Recent claims that switching internet supplier could save you €300 a year might be misleading, according to a number of consumers who have tried it

Numerous French media sites claim that consumers who take advantage of internet switching offers could save an average of €300 annually Pic: Proxima Studio / Shutterstock

A promotion from telephone and internet supplier SFR, which is advertising its box for €10 a month, prompted debate on whether it is worth changing operators to benefit from such offers.

Low prices usually last for a year, before moving on to a higher rate. Under the SFR promotion, it goes up to €38 a month. After SFR, rivals Bouygues and Free also started offering very low rates of €9.99 a month for a year.

In theory, it is easy to switch internet suppliers in France, with the new firm doing almost all the administration, including keeping old email addresses active for six months for customers to send contacts their new one.

Numerous French media sites claim that consumers who take advantage of the offers could save an average of €300 annually.

Comments from readers, however, show that doing so takes a fair amount of planning to avoid complications. These can include months with two boxes from different suppliers, both having to be paid for, and unexpected charges for switching contracts outside the prescribed time. In addition, many warn that connection and end-of-contract costs, not always signalled in the advertisements, make deep inroads into savings.
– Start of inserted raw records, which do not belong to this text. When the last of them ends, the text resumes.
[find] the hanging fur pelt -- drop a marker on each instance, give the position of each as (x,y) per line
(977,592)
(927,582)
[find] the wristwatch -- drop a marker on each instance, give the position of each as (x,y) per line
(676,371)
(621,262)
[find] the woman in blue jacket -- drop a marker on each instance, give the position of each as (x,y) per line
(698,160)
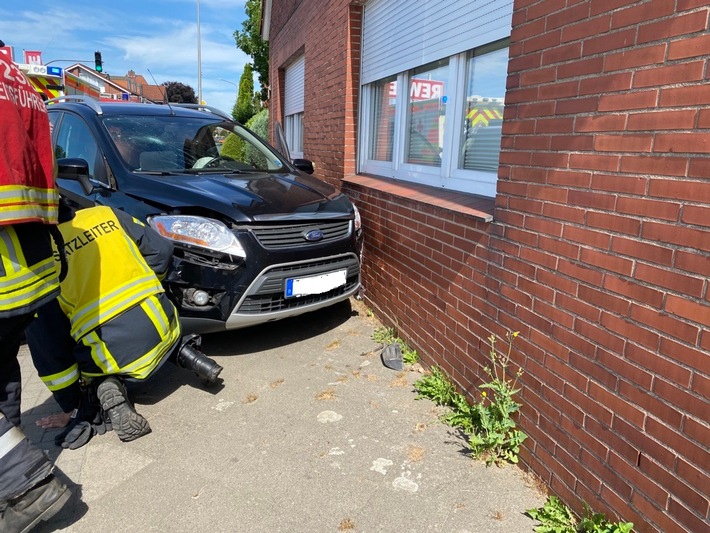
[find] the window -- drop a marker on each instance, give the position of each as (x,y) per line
(445,129)
(76,140)
(294,134)
(426,111)
(384,105)
(483,111)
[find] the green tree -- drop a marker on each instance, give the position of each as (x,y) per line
(179,93)
(244,107)
(250,42)
(237,149)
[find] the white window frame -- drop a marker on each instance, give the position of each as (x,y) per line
(294,88)
(448,175)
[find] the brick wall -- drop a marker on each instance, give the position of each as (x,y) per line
(599,253)
(604,200)
(328,34)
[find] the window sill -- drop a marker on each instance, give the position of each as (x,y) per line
(478,207)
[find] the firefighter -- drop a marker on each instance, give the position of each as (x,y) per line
(111,322)
(29,490)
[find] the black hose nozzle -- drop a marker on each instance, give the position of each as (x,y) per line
(191,358)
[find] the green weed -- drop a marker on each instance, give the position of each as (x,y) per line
(555,517)
(489,424)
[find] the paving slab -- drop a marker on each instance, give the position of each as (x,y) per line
(308,432)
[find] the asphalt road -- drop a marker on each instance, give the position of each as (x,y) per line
(308,432)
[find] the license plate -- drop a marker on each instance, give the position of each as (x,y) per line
(315,284)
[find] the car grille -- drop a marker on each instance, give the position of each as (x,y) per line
(266,294)
(286,236)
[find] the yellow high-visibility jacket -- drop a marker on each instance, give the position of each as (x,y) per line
(112,316)
(107,274)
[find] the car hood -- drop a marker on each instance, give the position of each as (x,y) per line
(242,197)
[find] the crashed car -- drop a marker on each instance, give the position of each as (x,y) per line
(257,238)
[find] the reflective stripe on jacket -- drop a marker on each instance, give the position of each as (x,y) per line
(134,344)
(20,203)
(28,276)
(107,274)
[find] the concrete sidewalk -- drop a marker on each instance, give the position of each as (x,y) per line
(309,432)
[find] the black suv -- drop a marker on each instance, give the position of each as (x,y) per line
(256,237)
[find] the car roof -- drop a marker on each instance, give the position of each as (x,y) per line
(85,104)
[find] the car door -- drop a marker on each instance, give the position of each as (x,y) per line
(74,139)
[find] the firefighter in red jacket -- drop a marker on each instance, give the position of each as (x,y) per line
(29,491)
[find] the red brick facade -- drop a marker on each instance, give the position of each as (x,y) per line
(598,251)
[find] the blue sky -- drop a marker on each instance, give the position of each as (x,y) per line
(160,35)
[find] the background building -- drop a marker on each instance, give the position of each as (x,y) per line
(581,218)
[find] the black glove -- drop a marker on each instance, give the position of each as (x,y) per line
(75,435)
(87,420)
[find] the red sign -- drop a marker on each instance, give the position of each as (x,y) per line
(33,57)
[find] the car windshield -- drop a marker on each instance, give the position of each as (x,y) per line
(173,144)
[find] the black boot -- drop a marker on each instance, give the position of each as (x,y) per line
(126,422)
(39,503)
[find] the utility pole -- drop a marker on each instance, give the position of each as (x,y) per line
(199,57)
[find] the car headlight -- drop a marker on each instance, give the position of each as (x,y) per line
(198,231)
(358,220)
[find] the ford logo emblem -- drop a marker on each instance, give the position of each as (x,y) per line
(314,235)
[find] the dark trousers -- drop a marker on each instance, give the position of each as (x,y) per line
(22,465)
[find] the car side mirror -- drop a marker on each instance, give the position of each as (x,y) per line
(71,168)
(304,165)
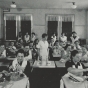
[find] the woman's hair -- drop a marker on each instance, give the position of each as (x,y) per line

Adding extra services such as TV can also quickly push up bills.

Bear in mind, too, that all WiFi-connected devices will need a different code for the new box, and the sign-up process for new clients, generally done over the phone, can take a long time.

If you are connected to fibre, expect to have to wait in for a day, because technicians must come to your house to make the change.

One person wrote: “It is something I did as a student when I had time and not much money, and I saved a lot, but not the full €300. Now I am in work and earning, I just do not have the time or inclination to do that again.”

Another grumble was that offers were often accompanied by telemarketing campaigns, even to numbers on the Bloctel list, which is meant to filter marketing calls.